This comes at a time when it looked as though patient holders of International Business Machines Corp. (NYSE: IBM) stock were getting a reprieve from two straight years of decline.
On May 14, the IBM stock price traded at $174.05. That was up 9.2% for 2015. It was also up 16% from its lows established in late January. The stock hadn't closed this high since October 2014.
But now, IBM stock is trading just above $165. It has fallen 5% since it tallied that May high.
To answer that, it's important to answer the question, "Why is IBM stock doing so well in the first place?"
It all lies in the cloud.
How Cloud Excitement Overinflated the IBM Stock Price
This most recent earnings season was big for tech companies with cloud segments.
On April 23, Microsoft Corp. (Nasdaq: MSFT) reported "incredible growth" in its commercial cloud services business, which grew 106%.
On that same day, Amazon.com Inc. (Nasdaq: AMZN) reported cloud figures for the first time in earnings history from its Amazon Web Services division.
Both tech stocks soared. MSFT stock was up 10.5% after earnings. AMZN stock jumped 14.1%.
And surprisingly, the IBM stock price was up 3%. The only problem: IBM earnings came out two days before and reported a 12th straight quarter of sales declines. IBM stock fell 1.1% the day of its earnings on April 21.
IBM did report cloud numbers, but this was the second time it gave the explicit numbers. The first time it did so - the quarter before - it didn't raise any eyebrows quite like the Microsoft and Amazon episodes did.

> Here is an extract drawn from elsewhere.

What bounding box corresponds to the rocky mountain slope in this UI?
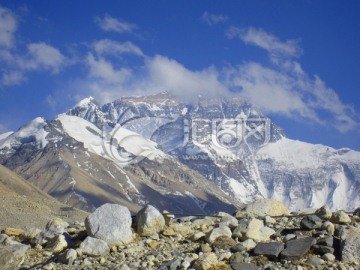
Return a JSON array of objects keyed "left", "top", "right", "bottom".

That means IBM stock got a boost not from its own cloud growth, but rather latched onto a buying spree sparked by Amazon and Microsoft, simply because investors were willing to buy anything and everything cloud.
The problem with this flood of hot investor money pouring into IBM stock was that there wasn't much to get excited about on this front.
Yes, IBM has a cloud business, but here's why its cloud future is far more uncertain than the other two names...
The Problem with IBM's Cloud Strategy
You see, Amazon, through Amazon Web Services, has set the industry standard for the so-called "Infrastructure as a Service" (IaaS) corner of the cloud market. IaaS is a fancy way of saying companies handle their data center solutions off-site and manage them through a cloud interface - basically, through a web page.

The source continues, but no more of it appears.